Auckland’s Delta lockdown alone cost the economy an estimated $8 billion, while economists put the price of nationwide stay-at-home orders at nearly $2b each week.
Elsewhere, researchers have documented what constant disruption meant for everything from education and childhood development to inequality and mental health.
As early as May 2020, former chief science adviser Professor Sir Peter Gluckman warned how social cohesion – something that helped unite our “team of five million” against Covid-19 – would begin to fray amid the fall-out.
Commentators have also pointed out how our hard-line health measures coincided with a “misinfodemic” that gave rise to last summer’s ugly occupation of Parliament grounds.

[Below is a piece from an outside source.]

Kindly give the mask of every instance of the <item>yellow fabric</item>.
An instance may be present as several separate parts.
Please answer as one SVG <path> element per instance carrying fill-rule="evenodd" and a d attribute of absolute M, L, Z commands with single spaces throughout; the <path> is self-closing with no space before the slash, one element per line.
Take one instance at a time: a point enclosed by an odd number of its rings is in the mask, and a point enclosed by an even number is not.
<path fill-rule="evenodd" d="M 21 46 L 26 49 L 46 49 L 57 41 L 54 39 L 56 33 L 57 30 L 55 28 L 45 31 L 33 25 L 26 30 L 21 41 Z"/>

Baker described lockdowns as having been a “blunt tool” that New Zealand mightn’t have had to rely on so much, had we had better systems in place.
“I also found it very frustrating, as someone who has experience and training in this area, that we could get no resources whatsoever to evaluate these extremely disruptive and expensive interventions.”
This would’ve helped refine our approach, he said, and compare it against alternatives.
While The Economist magazine’s Normalcy Index ranked New Zealand highly for having had comparably little disruption, Baker noted some well-prepared jurisdictions had spent even less time in lockdown.
A stand-out was Taiwan, which entered the pandemic with its own Centres of Disease Control – established around the same time a Kiwi equivalent was dismantled – along with a central epidemic command centre and special legal powers to use in outbreaks.
“It’s now well documented that, on the last day of December in 2019, they were already activating a multi-agency response.”
At a simpler level, Baker said Taiwan had an entrenched culture of mask use and staying home when sick.
“If we look at which countries achieved an optimal balance of health outcomes, equity and minimal disruption, Taiwan would be up there – and we could certainly learn some of their lessons.”
While it was entirely possible another virus that posed a larger threat to life could force New Zealand to once again raise its drawbridge, Baker hoped the next pandemic wouldn’t up-end society in the way the last three years had.
At the same time, Covid-19 hadn’t gone anywhere – and was still infecting, hospitalising and killing Kiwis each week, while leaving an untold number with long-lingering symptoms.
“We have not yet worked out an effective strategy for ‘living with Covid-19′ so that remains an important question for review.”